Quand on lance Mature Themes, on comprend tout de suite qu’on n’est pas là pour écouter un disque calibré. Ariel Pink, c’est un peu le bricoleur pop foutraque de Los Angeles, celui qui a érigé la lo-fi et le second degré en véritable esthétique. Et ici, il pousse cette logique jusqu’au bout.


L’album débute avec Kinski Assassin, et déjà, on est plongé dans un joyeux chaos : des voix trafiquées, des paroles cryptiques, des guitares ultra traitées. C’est du collage sonore, mais avec une vraie direction artistique. On pourrait croire à un délire un peu hipster, mais en fait non : il y a derrière tout ça une vraie sincérité.


L’une des grandes forces de l’album, c’est sa capacité à convoquer des sonorités vintage — années 60, 70, 80 — sans tomber dans la simple nostalgie. On sent les influences : un peu de Todd Rundgren, un soupçon de Zappa, des relents de new wave et de funk étrange. Mais Ariel Pink digère tout ça et le recrache à sa sauce, avec un grain, une ironie, une folie douce qui lui sont propres.


Des morceaux comme Only In My Dreams ou Farewell American Primitive montrent qu’il sait faire de la vraie pop, efficace, mélodique… sauf qu’il la tord, il la déforme, il la rend un peu crade. Et c’est là que ça devient fascinant : il joue avec nos repères, il nous déstabilise.

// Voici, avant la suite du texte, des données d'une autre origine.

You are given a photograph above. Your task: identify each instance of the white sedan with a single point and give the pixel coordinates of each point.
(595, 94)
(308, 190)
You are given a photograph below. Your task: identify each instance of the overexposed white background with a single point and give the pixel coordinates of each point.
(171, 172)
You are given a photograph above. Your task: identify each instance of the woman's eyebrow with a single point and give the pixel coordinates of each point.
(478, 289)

Alors oui, tout n’est pas réussi. Il y a des moments où l’album se perd un peu dans ses propres expérimentations. Certains morceaux paraissent anecdotiques, comme des délires de studio qu’on aurait laissé là sans trop se poser de questions. C’est assumé, mais parfois, ça frustre un peu.


C’est ce qui m’a poussé à lui mettre 7 sur 10. Parce que malgré ses fulgurances, Mature Themes reste un disque inégal. Il y a des plages géniales et d’autres qui laissent complètement de marbre. Mais bizarrement, c’est aussi ce déséquilibre qui fait son charme. On n’est pas face à une œuvre lisse : c’est un album avec des aspérités, des excès, et même des erreurs — mais qui vit.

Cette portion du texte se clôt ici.